What is the biggest takeaway to me? He doesn't ever say the word Webster.

I have noted before, the Florida Legislature is going to be good to Rep. Webster. As much of a radical right-winger as the man seems to the progressive blogosphere, Webster has extraordinary constituent relationships and a legendary ability to make friends with people on both sides of the aisle, no matter how far apart they may sit philosophically. If his adoration as the Grayson slayer isn't enough to win him friends in the GOP-filled state capitol, just his reputation as a fair state House speaker and state senator will lead to a GOP-leaning district which includes Webster's strongholds.

I don't care if Grayson ends up still living in Webster's district when the lines are drawn. There is going to be a left-leaning new district in Central Florida. That is where Grayson should run. The man will serve us well when he returns to Congress. Although most of us always liked that Grayson seemed unfettered by political consequence, we can likely trust to see an even more confident progressive head to Washington if he is representing a safe Democratic seat.

I very badly want to see Grayson return to Congress. He needs to run next year in an open seat if that goal is to be accomplished.

Wednesday, August 3, 2011

Cutting Spending Cuts Jobs

I don't if I can say it any better than Joe Nocera did today, but it is getting extremely tiring to hear the far right in this country suggest cutting government spending will do anything but cost us jobs. I wonder sometimes if the current Tea Party crowd is simply anti-government or if they are opposed to any form of society whatsoever.

The fact we have even been talking about "debt ceiling" negotiations as opposed to budget talks shows how far off course the public conversation has gotten in the last few months. Cutting spending means taking money out of Americans pockets and putting more people on the unemployment lines. It is that simple. I understand how the very rich can have no problem with this. They have no shortage of money and do not fear a loss of work. But how regular middle- and low-class Americans can so thoroughly buy the line that any of the spending cuts in Washington will do anything short-term but hurt the economy shows a blindness to fact.

Of course, I don't comprehend how the Democrats can hold the White House and the Senate but continue to always get the short end of the stick on all of this. Personally, I suspect the Democratic establishment will benefit politically from how everything played out, and believe that became clear when Boehner's inability to control his own chamber was exposed.

But as Nocera notes in his NYT piece, that shouldn't matter. Growth is slowing, and it was already moving at a painfully inadequate rate.
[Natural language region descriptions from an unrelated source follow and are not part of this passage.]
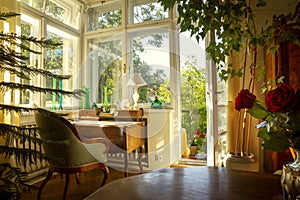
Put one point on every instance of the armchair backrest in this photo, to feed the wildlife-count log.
(61, 141)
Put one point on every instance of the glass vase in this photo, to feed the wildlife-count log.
(290, 178)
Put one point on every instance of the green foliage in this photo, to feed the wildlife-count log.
(12, 180)
(193, 87)
(233, 26)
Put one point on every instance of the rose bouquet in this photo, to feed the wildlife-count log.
(280, 115)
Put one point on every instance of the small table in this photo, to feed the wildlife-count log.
(193, 183)
(124, 136)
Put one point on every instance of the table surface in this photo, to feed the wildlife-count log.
(193, 183)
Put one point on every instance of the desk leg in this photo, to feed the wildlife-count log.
(126, 164)
(141, 153)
Now the party which is supposedly pro-business is doing what it can to ensure growth stops altogether. Meanwhile, unemployment remains high.
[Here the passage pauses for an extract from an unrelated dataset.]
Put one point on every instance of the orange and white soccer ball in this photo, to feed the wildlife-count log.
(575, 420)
Everyone in Washington needs to understand that until the jobs problem is fixed, nothing will get better. If they don't see merit to that in and of itself, then they should consider voters can throw everybody out if we want come the next election. Does a struggling economy hurt the president? Sure. But even if the Republicans economic suicide leads to Obama's ouster, it could also lead to their own.

And if there is one thing the right should be able to comprehend, it is self-interest.